Ante el boom que se ha
producido, con la globalización, la evolución de la tecnología, se ha
manifestado a la par distintas maneras de comprender el mundo, una verdadera
reflexión sobre se procesó de crear conocimiento, de producir ciencia, haciendo
necesario una mirada crítica y hermenéutica a lo que se venía y aun se viene
haciendo, ya no estamos habitando en un mundo de certezas, ya no se trata de un
sujeto pasivo ajeno y distante. Para Lanz (2004), este modo que nos toca vivir
esta subyugado por la incertidumbre, del caos y de lo relativo, por lo tanto,
las mentes demasiado lógicas, muy ecuacionales, la mente causa-efecto, lineales
y simples, la pasan muy mal en un mundo caracterizado esencialmente por la
lógica de la incertidumbre, por acostumbrarse a enfocar el pensamiento hacia lo
obvio.
En ese proceso exhaustivo
del hombre por conocer, se ha producido a lo largo y ancho del tiempo un
verdadero desbordamiento de paradigmas para precisamente darle respuesta a un
mundo cargado de incertidumbre, donde se requiere la actividad del sujeto conocedor ya
que hemos llegado a una etapa de caminar mucho más allá de la imagen estática,
instantánea, de las teorías científicas. Según Lanz (1998), las tradicionales
“disciplinas científicas” están tocadas de raíz por la revolución
epistemológica que está suponiendo la posmodernidad.
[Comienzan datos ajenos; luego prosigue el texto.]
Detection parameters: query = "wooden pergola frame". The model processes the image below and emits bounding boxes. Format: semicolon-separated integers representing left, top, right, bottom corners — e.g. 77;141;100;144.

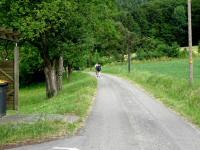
0;27;20;110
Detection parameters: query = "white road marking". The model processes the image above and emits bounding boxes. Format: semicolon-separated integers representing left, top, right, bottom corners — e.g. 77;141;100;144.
53;147;79;150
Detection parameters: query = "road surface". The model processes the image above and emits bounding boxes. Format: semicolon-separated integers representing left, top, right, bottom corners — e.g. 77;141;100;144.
10;75;200;150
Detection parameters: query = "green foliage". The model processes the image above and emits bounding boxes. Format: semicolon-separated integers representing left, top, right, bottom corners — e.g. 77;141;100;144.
136;38;180;60
104;59;200;126
198;42;200;53
0;72;97;148
19;72;97;116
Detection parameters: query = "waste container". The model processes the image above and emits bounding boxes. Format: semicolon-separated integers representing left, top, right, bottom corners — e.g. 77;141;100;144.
0;81;8;117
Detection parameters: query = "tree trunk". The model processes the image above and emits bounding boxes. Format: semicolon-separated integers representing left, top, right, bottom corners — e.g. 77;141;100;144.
44;61;58;98
56;56;63;91
67;65;72;80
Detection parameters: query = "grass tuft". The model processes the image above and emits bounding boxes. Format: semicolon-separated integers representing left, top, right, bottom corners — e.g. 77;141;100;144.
0;72;97;149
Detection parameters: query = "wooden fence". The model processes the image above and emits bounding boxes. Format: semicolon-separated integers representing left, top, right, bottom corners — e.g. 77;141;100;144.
0;61;14;110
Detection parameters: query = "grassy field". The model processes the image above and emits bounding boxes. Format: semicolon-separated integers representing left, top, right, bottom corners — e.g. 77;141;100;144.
103;58;200;126
0;72;97;149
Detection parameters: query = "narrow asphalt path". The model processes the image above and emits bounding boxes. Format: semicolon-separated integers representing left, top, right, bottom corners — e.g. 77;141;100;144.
9;75;200;150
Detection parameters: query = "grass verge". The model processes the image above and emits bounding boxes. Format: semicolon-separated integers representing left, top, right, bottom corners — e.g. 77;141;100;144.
104;59;200;126
0;72;97;149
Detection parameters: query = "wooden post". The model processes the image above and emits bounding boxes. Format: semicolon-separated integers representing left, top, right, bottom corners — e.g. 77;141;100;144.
14;43;19;111
188;0;194;85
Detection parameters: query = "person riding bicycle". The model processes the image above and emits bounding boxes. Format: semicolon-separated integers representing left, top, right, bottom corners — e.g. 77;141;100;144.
95;63;101;77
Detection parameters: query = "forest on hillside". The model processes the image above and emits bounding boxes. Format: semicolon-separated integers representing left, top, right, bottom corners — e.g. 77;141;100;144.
0;0;200;97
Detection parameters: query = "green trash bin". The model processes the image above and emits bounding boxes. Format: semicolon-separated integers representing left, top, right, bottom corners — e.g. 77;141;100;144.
0;82;8;117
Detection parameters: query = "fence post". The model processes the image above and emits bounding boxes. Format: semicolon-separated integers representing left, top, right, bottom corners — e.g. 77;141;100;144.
14;43;19;111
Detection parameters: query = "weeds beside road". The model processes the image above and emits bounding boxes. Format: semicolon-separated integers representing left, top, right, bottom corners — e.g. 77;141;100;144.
104;58;200;126
0;72;97;149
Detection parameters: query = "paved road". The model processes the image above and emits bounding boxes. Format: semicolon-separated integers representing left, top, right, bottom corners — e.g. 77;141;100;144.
10;75;200;150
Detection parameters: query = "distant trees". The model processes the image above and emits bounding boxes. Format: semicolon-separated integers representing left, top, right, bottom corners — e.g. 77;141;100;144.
0;0;200;94
115;0;200;59
0;0;120;98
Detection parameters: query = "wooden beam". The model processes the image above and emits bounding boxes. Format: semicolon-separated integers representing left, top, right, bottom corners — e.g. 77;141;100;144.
0;68;14;81
14;43;19;111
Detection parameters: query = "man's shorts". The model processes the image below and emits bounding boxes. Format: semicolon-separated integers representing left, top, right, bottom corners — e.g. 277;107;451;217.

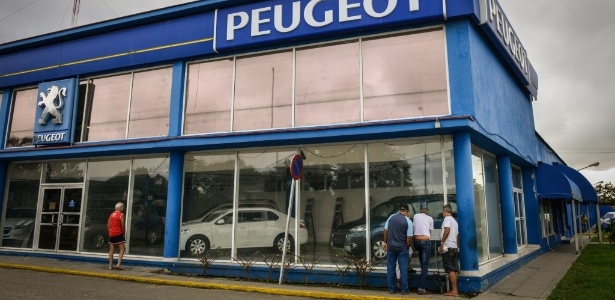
109;235;126;245
442;248;459;273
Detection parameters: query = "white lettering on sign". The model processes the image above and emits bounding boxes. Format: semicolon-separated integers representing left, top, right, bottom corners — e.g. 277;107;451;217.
226;0;419;41
33;132;66;143
487;0;529;74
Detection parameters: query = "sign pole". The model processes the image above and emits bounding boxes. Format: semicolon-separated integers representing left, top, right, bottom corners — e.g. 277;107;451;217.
278;154;303;284
278;179;297;284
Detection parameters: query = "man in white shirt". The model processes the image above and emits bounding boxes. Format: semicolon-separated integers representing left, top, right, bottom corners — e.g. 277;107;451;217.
412;207;434;295
438;205;459;297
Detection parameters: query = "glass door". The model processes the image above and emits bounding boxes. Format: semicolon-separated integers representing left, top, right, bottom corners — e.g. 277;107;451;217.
38;186;83;251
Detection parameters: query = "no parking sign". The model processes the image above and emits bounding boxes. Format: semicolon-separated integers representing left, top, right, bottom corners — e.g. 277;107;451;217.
290;154;303;180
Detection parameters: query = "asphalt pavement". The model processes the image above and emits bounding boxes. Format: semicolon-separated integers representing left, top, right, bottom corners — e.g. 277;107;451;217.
0;237;588;300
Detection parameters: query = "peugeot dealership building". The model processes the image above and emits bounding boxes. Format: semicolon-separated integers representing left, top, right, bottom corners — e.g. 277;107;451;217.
0;0;597;292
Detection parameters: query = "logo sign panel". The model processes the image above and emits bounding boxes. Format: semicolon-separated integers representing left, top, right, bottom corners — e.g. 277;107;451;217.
214;0;444;51
290;154;303;180
32;79;77;145
480;0;538;97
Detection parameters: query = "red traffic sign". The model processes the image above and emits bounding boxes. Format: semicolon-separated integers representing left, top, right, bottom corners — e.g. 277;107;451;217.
290;154;303;180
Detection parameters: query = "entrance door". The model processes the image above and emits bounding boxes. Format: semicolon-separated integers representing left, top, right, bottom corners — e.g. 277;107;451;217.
38;187;83;251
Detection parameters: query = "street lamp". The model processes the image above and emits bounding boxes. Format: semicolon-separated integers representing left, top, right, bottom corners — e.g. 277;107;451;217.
577;161;600;171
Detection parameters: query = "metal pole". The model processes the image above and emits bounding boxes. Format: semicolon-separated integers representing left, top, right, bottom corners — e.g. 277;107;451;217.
570;199;579;254
596;203;602;244
278;179;296;284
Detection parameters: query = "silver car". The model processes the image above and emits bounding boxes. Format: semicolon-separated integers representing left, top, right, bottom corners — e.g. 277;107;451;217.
179;207;308;256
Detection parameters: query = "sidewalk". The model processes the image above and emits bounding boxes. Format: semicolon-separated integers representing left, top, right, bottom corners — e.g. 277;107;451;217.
473;236;589;300
0;237;588;300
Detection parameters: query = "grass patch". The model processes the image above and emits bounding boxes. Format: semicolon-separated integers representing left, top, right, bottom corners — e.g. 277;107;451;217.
547;244;615;300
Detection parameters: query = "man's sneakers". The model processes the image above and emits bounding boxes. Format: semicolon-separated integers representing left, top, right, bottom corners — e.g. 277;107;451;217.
416;289;433;295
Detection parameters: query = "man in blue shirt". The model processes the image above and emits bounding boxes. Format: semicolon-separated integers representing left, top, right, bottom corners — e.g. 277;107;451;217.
384;203;413;295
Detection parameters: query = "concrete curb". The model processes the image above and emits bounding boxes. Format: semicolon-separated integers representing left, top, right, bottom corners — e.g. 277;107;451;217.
0;262;420;300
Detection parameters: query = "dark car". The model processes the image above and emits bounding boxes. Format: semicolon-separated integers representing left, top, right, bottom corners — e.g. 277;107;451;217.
329;194;457;260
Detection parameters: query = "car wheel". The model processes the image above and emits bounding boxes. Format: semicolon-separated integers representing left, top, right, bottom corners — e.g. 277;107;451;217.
92;233;105;249
186;235;209;256
273;234;295;253
372;236;387;260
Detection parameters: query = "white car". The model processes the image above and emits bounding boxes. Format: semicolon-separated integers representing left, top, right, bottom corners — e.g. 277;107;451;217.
600;211;615;225
179;207;308;256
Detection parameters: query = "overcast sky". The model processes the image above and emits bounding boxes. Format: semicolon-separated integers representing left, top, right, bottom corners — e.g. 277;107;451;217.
0;0;615;183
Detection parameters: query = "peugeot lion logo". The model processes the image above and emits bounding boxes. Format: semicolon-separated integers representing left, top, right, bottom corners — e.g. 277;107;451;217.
38;85;66;125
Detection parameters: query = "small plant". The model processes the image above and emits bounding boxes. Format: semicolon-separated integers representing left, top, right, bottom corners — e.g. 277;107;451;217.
235;251;260;281
282;256;295;282
335;260;350;286
198;247;224;277
263;254;282;282
341;256;377;288
297;256;320;285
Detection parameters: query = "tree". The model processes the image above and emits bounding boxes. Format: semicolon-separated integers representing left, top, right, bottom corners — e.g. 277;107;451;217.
595;182;615;205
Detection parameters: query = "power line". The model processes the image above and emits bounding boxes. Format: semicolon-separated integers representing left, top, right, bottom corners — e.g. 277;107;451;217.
70;0;81;27
0;0;40;22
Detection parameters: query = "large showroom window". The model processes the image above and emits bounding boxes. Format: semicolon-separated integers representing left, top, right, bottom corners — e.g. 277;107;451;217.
472;148;504;262
6;88;38;148
362;29;449;121
540;200;556;237
77;68;172;141
235;149;300;258
80;159;131;253
184;28;450;134
233;50;293;131
512;166;527;248
295;41;361;126
2;163;41;248
179;152;236;259
80;157;169;256
180;138;457;264
127;157;169;256
184;59;234;134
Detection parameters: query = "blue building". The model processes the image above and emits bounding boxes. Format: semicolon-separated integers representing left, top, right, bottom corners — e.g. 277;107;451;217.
0;0;597;292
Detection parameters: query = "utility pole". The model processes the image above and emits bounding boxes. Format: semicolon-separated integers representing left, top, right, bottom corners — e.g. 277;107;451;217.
70;0;81;27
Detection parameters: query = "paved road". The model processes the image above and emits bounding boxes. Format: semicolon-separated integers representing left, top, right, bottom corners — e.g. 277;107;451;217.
0;269;312;300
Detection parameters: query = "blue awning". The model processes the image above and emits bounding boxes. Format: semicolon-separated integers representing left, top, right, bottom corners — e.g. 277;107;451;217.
553;163;598;204
536;162;582;201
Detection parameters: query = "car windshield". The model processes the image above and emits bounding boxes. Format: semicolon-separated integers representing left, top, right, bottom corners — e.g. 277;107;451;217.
372;202;395;218
203;210;228;222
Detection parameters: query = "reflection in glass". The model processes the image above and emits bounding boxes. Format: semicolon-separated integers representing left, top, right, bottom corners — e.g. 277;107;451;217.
299;144;365;263
233;51;293;131
2;163;41;248
362;29;449;121
127;157;169;256
368;139;457;269
128;68;173;138
80;159;130;253
295;42;361;126
179;153;235;258
83;74;132;141
235;149;308;260
472;148;503;262
483;154;504;259
184;60;233;134
472;149;489;262
512;167;527;247
43;161;85;183
6;88;38;148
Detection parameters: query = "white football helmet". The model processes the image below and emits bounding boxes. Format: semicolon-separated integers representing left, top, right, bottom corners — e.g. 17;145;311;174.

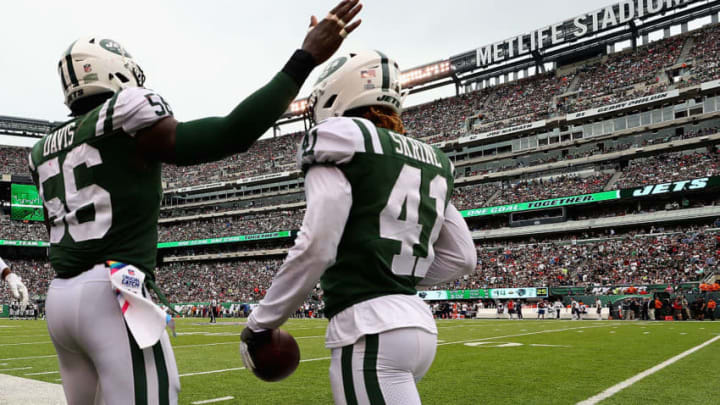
58;37;145;108
308;50;404;123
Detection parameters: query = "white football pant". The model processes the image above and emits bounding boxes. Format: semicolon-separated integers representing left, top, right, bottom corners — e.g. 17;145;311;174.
46;265;180;405
330;328;437;405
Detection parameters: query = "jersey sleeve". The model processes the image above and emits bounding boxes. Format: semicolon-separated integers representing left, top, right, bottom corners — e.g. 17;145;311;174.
95;87;173;137
298;117;382;170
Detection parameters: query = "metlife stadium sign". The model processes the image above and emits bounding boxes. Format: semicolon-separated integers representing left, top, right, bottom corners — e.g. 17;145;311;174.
450;0;701;73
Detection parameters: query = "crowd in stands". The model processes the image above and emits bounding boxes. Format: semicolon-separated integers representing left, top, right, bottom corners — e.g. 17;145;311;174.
567;36;686;112
0;221;720;302
163;132;302;188
0;258;55;304
493;173;612;205
402;91;488;142
614;148;720;189
476;72;574;132
436;221;720;289
452;183;500;210
0;214;48;240
160;189;305;218
0;146;30;176
158;209;305;242
679;26;720;87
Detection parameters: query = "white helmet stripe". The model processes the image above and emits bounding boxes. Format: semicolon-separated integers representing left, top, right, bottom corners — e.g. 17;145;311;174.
375;50;390;91
65;53;80;86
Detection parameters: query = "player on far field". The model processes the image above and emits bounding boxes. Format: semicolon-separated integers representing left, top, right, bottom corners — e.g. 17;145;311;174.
241;51;477;405
0;257;29;314
29;0;361;405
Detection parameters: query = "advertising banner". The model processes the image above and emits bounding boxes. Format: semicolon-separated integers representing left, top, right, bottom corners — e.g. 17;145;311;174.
567;90;680;122
450;0;700;73
460;190;620;218
10;183;45;221
417;287;548;301
0;239;50;247
490;287;548;299
458;120;545;144
158;231;292;249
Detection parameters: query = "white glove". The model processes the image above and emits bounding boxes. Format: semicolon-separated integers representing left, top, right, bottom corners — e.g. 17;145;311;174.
5;273;28;305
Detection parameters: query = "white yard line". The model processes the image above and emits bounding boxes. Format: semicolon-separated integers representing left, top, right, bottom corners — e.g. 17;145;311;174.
173;335;325;348
180;357;332;377
438;325;608;346
25;371;60;375
192;396;235;405
577;336;720;405
0;354;57;361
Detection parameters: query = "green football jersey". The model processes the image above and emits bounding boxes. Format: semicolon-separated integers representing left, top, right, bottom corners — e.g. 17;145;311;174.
300;117;454;317
29;88;172;278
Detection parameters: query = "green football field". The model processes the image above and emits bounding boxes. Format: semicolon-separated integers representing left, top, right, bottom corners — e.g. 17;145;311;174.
0;319;720;405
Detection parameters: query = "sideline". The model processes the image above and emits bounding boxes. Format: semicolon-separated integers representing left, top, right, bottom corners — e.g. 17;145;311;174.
0;374;66;405
180;357;332;377
438;325;610;346
577;335;720;405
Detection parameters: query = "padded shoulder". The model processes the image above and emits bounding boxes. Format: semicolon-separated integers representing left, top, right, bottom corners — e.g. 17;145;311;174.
95;87;173;136
298;117;382;168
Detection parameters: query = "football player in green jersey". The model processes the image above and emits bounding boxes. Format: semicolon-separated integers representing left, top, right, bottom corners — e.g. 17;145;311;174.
241;51;477;405
29;0;361;405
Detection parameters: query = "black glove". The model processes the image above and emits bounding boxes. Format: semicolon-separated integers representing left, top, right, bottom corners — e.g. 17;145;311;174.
240;327;273;372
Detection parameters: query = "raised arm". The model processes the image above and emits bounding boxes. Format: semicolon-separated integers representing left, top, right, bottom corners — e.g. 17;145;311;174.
137;0;362;165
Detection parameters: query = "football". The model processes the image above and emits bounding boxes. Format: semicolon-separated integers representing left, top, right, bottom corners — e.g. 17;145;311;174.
253;329;300;382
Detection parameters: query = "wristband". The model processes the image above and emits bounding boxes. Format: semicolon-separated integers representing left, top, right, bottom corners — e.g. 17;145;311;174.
282;49;317;87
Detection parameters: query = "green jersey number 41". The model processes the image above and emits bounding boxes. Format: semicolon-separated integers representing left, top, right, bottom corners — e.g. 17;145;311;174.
380;164;448;277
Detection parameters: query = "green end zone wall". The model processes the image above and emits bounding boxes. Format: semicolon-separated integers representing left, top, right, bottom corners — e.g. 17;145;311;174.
460;176;720;218
0;231;297;249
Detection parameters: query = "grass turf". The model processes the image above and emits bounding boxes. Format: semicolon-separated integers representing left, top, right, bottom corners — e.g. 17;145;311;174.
0;319;720;405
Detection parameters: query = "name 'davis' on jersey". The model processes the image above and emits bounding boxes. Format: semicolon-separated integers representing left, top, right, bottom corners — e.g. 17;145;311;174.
43;121;75;157
388;132;442;167
633;177;710;197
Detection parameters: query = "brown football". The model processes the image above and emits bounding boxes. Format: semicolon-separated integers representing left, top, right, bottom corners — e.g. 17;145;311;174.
253;329;300;382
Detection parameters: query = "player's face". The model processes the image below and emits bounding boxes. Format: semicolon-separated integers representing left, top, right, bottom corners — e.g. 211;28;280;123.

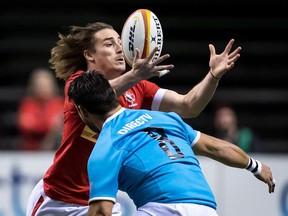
89;29;126;79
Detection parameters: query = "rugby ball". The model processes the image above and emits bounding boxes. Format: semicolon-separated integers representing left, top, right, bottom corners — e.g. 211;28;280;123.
121;9;163;66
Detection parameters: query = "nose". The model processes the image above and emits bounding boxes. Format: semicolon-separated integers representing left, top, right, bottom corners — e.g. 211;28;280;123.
116;42;123;53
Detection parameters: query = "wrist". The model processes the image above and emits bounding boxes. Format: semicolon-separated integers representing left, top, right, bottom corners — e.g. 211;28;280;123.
245;157;262;175
209;69;221;80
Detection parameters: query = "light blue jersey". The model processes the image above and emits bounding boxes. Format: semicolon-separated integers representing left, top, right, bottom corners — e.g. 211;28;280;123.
88;108;216;209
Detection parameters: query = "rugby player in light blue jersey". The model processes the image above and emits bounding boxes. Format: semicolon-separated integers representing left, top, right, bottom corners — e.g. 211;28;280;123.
68;72;275;216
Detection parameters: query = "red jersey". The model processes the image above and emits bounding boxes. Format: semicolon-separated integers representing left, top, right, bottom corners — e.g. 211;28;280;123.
44;71;159;205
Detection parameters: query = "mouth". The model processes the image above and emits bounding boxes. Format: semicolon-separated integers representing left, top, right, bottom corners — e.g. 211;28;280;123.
116;57;125;62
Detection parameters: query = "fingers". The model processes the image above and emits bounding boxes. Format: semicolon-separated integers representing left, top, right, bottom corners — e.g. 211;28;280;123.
268;177;276;193
209;44;216;58
224;39;235;53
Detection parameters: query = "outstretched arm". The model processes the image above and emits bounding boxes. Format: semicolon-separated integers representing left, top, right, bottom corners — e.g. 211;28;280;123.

Esta transformación recóndita
del piso epistémico donde se instauró la racionalidad moderna apertura un vasto
campo para la innovación, para el refrescamiento de concepciones, para la
aparición de nuevas prácticas, para el cultivo de otro tipo de experiencia en
relación al conocimiento. Desde este planteamiento es innegable el
reconocimiento de la Modernidad como una forma de pensar y de hacer por medio
del desarrollo de las ciencias positivistas.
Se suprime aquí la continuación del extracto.